Desde la Agremiación de padres de familia en comunidades educativas le hacen seguimiento a las políticas y proyectos que propenden por la calidad educativa, pero también les preocupa que los actos de bullying, acoso y violencia dentro de las instituciones, donde no ven que se haga nada para mitigarlo. Se debe trabajar de manera urgente y prioritaria las obligaciones que tienen los colegios, como por ejemplo las escuelas de padres donde se darán directrices para mitigar la violencia a los estudiantes y evitar que estas conductas sean recurrentes y de costumbres.
«Nosotros estimamos que se quebranta la autonomía escolar integrada pues por todos los miembros de la comunidad educativa. Padres, maestros, estudiantes.

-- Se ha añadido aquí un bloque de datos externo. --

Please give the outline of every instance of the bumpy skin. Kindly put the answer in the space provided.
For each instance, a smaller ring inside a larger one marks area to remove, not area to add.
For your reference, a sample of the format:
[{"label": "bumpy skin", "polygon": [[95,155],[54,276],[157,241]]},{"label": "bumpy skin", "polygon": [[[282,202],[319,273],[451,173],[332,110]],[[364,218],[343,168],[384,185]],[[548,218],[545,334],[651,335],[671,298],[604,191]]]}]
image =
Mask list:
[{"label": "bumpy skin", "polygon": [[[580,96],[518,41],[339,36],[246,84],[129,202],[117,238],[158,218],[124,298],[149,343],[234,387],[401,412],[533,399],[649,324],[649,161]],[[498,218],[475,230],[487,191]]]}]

Eso surge a partir de la Constitución del 91 y de la ley general de educación, donde se otorgó plena facultad de autonomía para las decisiones internas de cada uno de los establecimientos educativos», dice Carlos Ballesteros, presidente de la Agremiación de Padres de Familia de Colombia.
No se puede entrar en una ruta en donde a los padres de familia y a los estudiantes los pretendan conducir sistémicamente hacia un hacer, simplemente porque al parecer hay una tendencia de un grupo minoritario que quiere imponer unas nuevas modalidades y unas nuevas reglas de juego. Hay que partir del principio de igualdad, y del principio de equidad, pero es que al igual que le asiste la igualdad a las minorías, le asiste igualdad a las mayorías, y al igual que le asiste equidad a las minorías, le asiste a las mayorías.
«Por ejemplo; los colegios católicos o los colegios cristianos tienen un reglamento pactado entre la comunidad en general, y uno como padre de familia sabe de antemano, cuando va a matricular a su hijo, cuáles son las reglas de juego a que se somete desde el momento que asume ese compromiso», puntualiza.
Y en los colegios comunes, del bachillerato común, clásico, los padres de familia como lo dice la Constitución se tiene el albedrío de escoger el tipo de educación y el tipo de formación que quieren para los hijos, pero no pueden desde arriba, ni la Corte, ni el mismo Estado de suyo, imponer una línea de acción a que entonces los hijos, acostumbrados a unos hábitos sociales, a unos hábitos y ámbitos familiares, muy particulares, de acuerdo a unas costumbres ancestrales.